La qualité des prestations. Selon l’article 1166 du Code civil, la qualité de la prestation doit être conforme aux « attentes légitimes des parties en considération de sa nature, des usages et du montant de la contrepartie ». Une attention toute particulière devra être portée par les rédacteurs d’actes aux attentes des parties en termes de qualité. Il appartiendra au créancier de préciser ce qu’il espère en matière de qualité de la prestation. Les SLA peuvent apporter un début de réponse. La distinction entre obligation de moyen et de résultat n’est pas reprise.

La renégociation du contrat

La théorie de l’imprévision a été introduite dans le Code civil. De nombreux projets informatiques se sont trouvés confrontés à des circonstances nouvelles sans possibilité de réviser le contrat. Dorénavant, face à un contrat à exécution successive, une partie peut demander une renégociation du contrat en cas de changement de circonstances imprévisibles, rendant notamment l’exécution excessivement onéreuse, dès lors que les conditions économiques auront changé.

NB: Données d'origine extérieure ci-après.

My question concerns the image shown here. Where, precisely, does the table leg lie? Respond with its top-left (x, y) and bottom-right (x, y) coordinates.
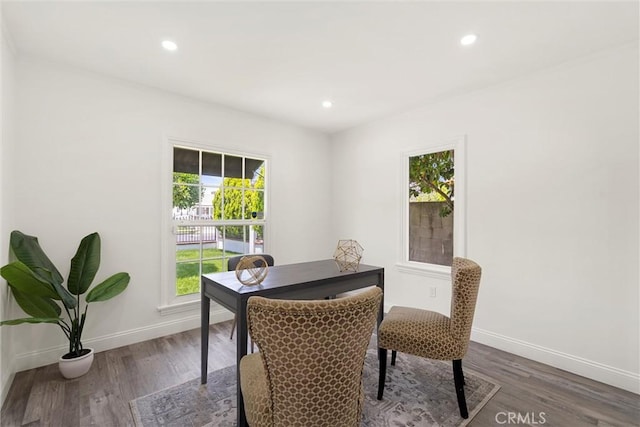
top-left (236, 299), bottom-right (248, 427)
top-left (200, 290), bottom-right (211, 384)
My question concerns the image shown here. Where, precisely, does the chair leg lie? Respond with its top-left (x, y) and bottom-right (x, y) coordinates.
top-left (453, 359), bottom-right (469, 419)
top-left (378, 348), bottom-right (387, 400)
top-left (229, 314), bottom-right (238, 340)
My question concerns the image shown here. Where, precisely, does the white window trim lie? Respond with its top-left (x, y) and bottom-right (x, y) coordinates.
top-left (158, 136), bottom-right (271, 316)
top-left (396, 135), bottom-right (467, 280)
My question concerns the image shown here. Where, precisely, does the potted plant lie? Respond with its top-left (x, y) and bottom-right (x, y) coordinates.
top-left (0, 231), bottom-right (130, 378)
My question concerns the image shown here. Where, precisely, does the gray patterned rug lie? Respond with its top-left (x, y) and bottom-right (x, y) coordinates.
top-left (130, 349), bottom-right (500, 427)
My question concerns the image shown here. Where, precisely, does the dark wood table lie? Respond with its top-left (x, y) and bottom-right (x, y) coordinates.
top-left (201, 259), bottom-right (384, 427)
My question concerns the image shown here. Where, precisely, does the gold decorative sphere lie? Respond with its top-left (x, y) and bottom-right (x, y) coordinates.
top-left (236, 255), bottom-right (269, 286)
top-left (333, 240), bottom-right (364, 271)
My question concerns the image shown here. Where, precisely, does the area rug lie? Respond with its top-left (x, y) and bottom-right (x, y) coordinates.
top-left (130, 349), bottom-right (500, 427)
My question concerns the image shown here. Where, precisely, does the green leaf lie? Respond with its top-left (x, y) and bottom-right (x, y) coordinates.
top-left (67, 233), bottom-right (100, 295)
top-left (0, 317), bottom-right (60, 326)
top-left (86, 272), bottom-right (131, 303)
top-left (0, 261), bottom-right (60, 299)
top-left (11, 288), bottom-right (62, 318)
top-left (9, 230), bottom-right (64, 284)
top-left (53, 283), bottom-right (78, 308)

Les clauses limitatives de responsabilité pourront être rédigées avec davantage de parcimonie, dans la mesure où « toute clause qui prive de sa substance l’obligation essentielle du débiteur est réputée non écrite » (art. 1170).

La nullité du contrat

La nullité peut dorénavant être prononcée par les parties (art. 1178) et non plus seulement par le juge. Une action interrogatoire inédite a été mise en place (art. 1183). Il s’agit de la faculté pour une partie de demander à l’autre de confirmer le contrat ou de lui demander d’agir en nullité dans un délai de six mois à peine de forclusion. Cet article pourrait trouver différentes applications en matière de propriété intellectuelle, domaine dans lequel les contraintes rédactionnelles sont importantes.

Les contrats interdépendants. Le monde de l’informatique connaît de nombreuses relations triangulaires, voire avec de multiples contrats liés les uns aux autres, entre le matériel, les logiciels, les outils SaaS, les plates-formes IaaS, etc. Ces situations ont donné lieu à une jurisprudence abondante. La réforme consacre le principe de l’ensemble contractuel. Si un contrat qui constituait une condition déterminante disparaît, les autres contrats interdépendants deviennent caducs (art. 1186). Cette disposition clarifiera certaines situations en matière de crédit-bail informatique, outil juridique fortement utilisé.